With diffusion models, you need to do >25 forward passes to achieve a result. It’s kind of like an O(1) algorithm vs O(N): stylegan has one pass, diffusion models have N. And N is currently 25 or more, which means it tends to be 25x slower than stylegan at a minimum. (In our experience it was often many seconds to a full minute before we saw results, but we didn’t try very hard to make it fast, and this paper shows advances in speed since then.)
The flipside: this paper has the most beautiful photorealistic complex samples I’ve ever seen. I don’t really care if they’re cherry picked; it’s hard to pick cherries on a rotten tree. I know.
The last thing I want to say is that I am disappointed the model is, yet again, not released. The hoarding of ML models needs to stop. These research models aren’t commercially useful, but they have incredible benefits for people outside of ML. I myself got into ML thanks to being able to play with GPT-2 and Sfylegan. I would leap at the chance to play with AlphaZero or OpenAI’s old Dota 2 models; no reason to keep those locked up. I also don’t care about the excuses for not releasing: none of them hold water. In my experience, no model has ever had a society-threatening impact, and it’s usually a euphemism for “we’re worried there’s a small chance we might look bad.” Releasing your model is as simple as scp’ing to your server; just do it and quit worrying so much.

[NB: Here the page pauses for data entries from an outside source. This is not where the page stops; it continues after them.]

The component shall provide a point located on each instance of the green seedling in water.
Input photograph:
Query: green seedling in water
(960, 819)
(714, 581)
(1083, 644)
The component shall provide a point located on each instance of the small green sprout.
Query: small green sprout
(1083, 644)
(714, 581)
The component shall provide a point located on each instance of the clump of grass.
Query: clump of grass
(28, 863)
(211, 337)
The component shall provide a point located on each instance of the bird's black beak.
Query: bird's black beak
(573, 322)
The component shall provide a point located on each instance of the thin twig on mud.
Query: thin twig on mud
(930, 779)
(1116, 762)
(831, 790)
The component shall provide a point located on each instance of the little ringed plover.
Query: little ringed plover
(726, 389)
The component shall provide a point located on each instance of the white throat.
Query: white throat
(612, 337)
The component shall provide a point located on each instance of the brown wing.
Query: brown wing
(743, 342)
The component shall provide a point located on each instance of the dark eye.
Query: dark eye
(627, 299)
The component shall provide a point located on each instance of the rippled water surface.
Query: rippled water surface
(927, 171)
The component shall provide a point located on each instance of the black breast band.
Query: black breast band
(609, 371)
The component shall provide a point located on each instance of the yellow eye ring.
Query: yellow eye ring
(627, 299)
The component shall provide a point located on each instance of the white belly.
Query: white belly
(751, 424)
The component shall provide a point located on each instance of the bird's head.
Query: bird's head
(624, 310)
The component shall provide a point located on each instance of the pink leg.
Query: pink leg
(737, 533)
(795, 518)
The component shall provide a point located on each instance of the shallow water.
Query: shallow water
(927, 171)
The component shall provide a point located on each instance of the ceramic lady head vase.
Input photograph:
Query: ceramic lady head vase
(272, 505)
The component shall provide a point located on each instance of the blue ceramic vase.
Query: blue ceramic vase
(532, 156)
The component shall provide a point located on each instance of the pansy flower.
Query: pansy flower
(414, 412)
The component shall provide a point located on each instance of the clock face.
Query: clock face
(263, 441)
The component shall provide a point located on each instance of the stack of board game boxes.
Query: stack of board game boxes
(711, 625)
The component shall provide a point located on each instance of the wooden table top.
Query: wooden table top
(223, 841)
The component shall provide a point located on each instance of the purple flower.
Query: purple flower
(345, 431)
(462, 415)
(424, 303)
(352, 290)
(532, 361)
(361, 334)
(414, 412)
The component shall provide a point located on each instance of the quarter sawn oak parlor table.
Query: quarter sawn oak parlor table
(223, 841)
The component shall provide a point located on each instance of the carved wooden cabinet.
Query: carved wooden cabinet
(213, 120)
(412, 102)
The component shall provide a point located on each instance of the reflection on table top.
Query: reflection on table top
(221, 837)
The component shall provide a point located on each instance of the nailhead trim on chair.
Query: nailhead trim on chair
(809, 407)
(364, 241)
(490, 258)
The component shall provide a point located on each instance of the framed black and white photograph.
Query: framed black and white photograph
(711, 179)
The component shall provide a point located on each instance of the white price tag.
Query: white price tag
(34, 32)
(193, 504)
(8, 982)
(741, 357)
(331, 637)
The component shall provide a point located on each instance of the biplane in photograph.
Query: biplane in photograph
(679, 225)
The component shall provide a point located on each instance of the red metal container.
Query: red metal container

Love the work. Diffusion models are a really interesting way of thinking about generative approaches in ML.
(Sorry, I'll step off the rant now. I just miss the old days, the ye olde long-long ago of "one and a half years." It seemed like every other day there was another neat model release that happened to be world-changing as a matter of course: StyleGAN, BigGAN, GPT-2. Before that there was YOLO and a ton of other neat stuff. Nowadays it's "Oh golly gee, I'm not so sure we should release this panda generator, it might have ethical implications down the line if people start generating pandas in sexy poses." But hopefully it's just a phase or something.)
For starters, is that actually the case? I don't know, genuine question.
Second, and I recognise the humorous intent regarding sexy pandas, are ethical concerns actually the reasons some models/weights are not released? Or is it about hoarding a potentially valuable commodity? Or some other reason, or a combination of several?
It sure feels like it. But it could be survivorship bias: https://www.youtube.com/watch?v=_Qd3erAPI9w&t=52s&ab_channel... or regression to the mean: https://www.youtube.com/watch?v=1tSqSMOyNFE&ab_channel=Verit.... It's possible that StyleGAN and GPT-2 just happened to coincide, and both companies just happened to decide to release their models rather than hoard them, and that the usual case is for companies to rarely (if ever) release weights with their research.
But the more interesting question is, why wouldn't they? So onward to your second one:
are ethical concerns actually the reasons some models/weights are not released? Or is it about hoarding a potentially valuable commodity? Or some other reason, or a combination of several?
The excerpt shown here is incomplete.